NON STYLEは、大阪府内の同じ中学、高校の同級生だった石田と井上が、2000年に結成した。昨年20周年を迎えたが、石田は「20年、本当に“あっというま”だったんですよね」とツアーのタイトルと同じ気持ちだそうで、「こんなに続くとは思っていなかったし、振り返ると“あっというま”。なかなか東京に進出できない……と長く感じる時代もあったんですが、コロナ禍になってからここ1年半は引くぐらい“あっというま”です。この先ますます時間が早く過ぎて行くと思うので、ひとつひとつの出来事を大切にしていきたい」としみじみ。

対して井上は「僕は逆ですね。“あっというま”という感覚はなくて、コロナ禍になってからは特に長く感じている」のだとか。「それまではずっと外に出ていた人間なので、急に家にこもることになって、精神的にもしんどかった。子育てがあるわけでもなく、家にいて何か希望の光があるわけでもないですからね(笑)。そこから家で何ができるんだろうと考えたり、経験したことのないこと、新しいことの連続。趣味含め、いろいろなことに挑戦して密度が濃かったように思います」と時間の感じ方はそれぞれ違うようだ。

石田は「こんなに続くとは思っていなかった」と話したが、ここまで続けられた理由についてどのように感じているのだろうか? すると「求めすぎないようになったからじゃないですかね」と思いを巡らせた石田。「若い頃は自分にも相方にも、いろいろな人に求めすぎていた。だからしんどかった。自分に求めなくなって、相方に求めなくなって、誰にも求めなくなったら、すごく楽になったんです」と告白。考え方を変えたのは「医者に『石田さんがしんどくなるのは、求めすぎるからです』と言われたから」だそうで、「ずっと求め続けていたら、しんどくなってこの仕事も辞めていたでしょうね」と胸の内を明かす。

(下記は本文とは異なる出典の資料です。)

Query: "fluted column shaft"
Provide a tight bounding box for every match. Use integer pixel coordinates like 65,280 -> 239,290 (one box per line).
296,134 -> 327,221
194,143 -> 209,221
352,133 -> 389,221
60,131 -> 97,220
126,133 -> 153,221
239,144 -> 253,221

「すべて周囲の人のおかげ」というのが井上で、「先輩、後輩、マネージャー、番組スタッフ含め、いい人と巡り合ってきた。辞めたいな、しんどいなと思ったときに引っ張り上げてくれたのも、人です。そりゃあ借金だらけだった若い頃には、辞めたいなと思ったこともありますよ。26歳まではバイトをしていましたし、バイト先の店長がずっと飯を食わせてくれたり、先輩が『頑張れよ』と支えてくれたり。本当に感謝しています」とこれまでの出会いを噛み締める。

そんな中でコンビの転機となったのが、2008年の『M-1グランプリ』優勝だという。井上は「M-1で優勝できたから、一生この世界でご飯を食べていけると思えた。あの年に優勝していなかったら今テレビにも出られていないでしょうし、『M-1チャンピオンの人や』と認識してもらえるようになって、仕事も増えた。でも優勝できたから、その後が大変だったとも言えます。いろいろな意味で、大きなターニングポイントです」とキッパリ。「M-1で優勝したから人生が変わったし、M-1優勝とその後を乗り越えたから今がある」と力強く語る。

石田は「コンビの転機かあ……井上がベストフンドシストを受賞したことですかね」と話して、井上も「やっぱりふんどしを巻いてからが、一人前ですからね」と乗っかり2人で大笑い。石田は「僕は普段『悔しい』とか言わないですけど、あれは悔しかったなあ。井上が先に選ばれたんや。俺も頑張らないといけない思った」と続けつつ、「井上さん、いろいろと世間を騒がしてきていますからね。よくいろいろと乗り越えてきたなと思います」と目尻を下げていた。